General

The ClauseBase platform makes use of Large Language Models (LLMs) in many different contexts, which are described on the next page.

Service provider used: Microsoft (Azure) by default

ClauseBase currently uses GPT-4o as the default LLM, hosted by Microsoft Azure, except if:

the customer would opt for any optional alternative LLM vendor offered by ClauseBase, such as OpenAI, Noxtua, Mistral or Anthropic (Claude)
a customer would use his own key for any of the vendors

Microsoft is not in the business of developing of GPT, so can guarantee in very strong language that it does not reuse any customer data for improving either GPT or any of its own products, and does not share customer data with OpenAI. These confidentiality guarantees are similar to how Microsoft will never reuse a customer’s DOCX-files that are stored in its Office 365 cloud.

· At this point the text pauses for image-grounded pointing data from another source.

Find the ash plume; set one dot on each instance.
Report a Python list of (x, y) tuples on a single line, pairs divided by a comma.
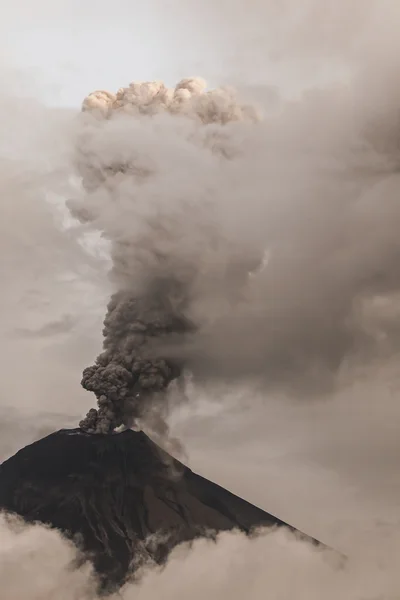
[(153, 281), (242, 247)]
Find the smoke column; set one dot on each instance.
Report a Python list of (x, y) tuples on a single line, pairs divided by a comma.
[(242, 248), (151, 302)]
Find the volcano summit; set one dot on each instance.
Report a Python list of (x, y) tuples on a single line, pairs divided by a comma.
[(120, 498)]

Moreover, since mid March 2025, ClauseBase was granted the abuse monitoring exception by Microsoft, meaning that Microsoft will not store any content submitted to the LLMs, not even for "abuse monitoring" (e.g., to check whether users are looking for tips to hide a body in their garden, or request recipes to build bombs).

Xayn offers very similar guarantees for its Noxtua LLM, which should not be surprising for an LLM created by, hosted in and targeted at Europe.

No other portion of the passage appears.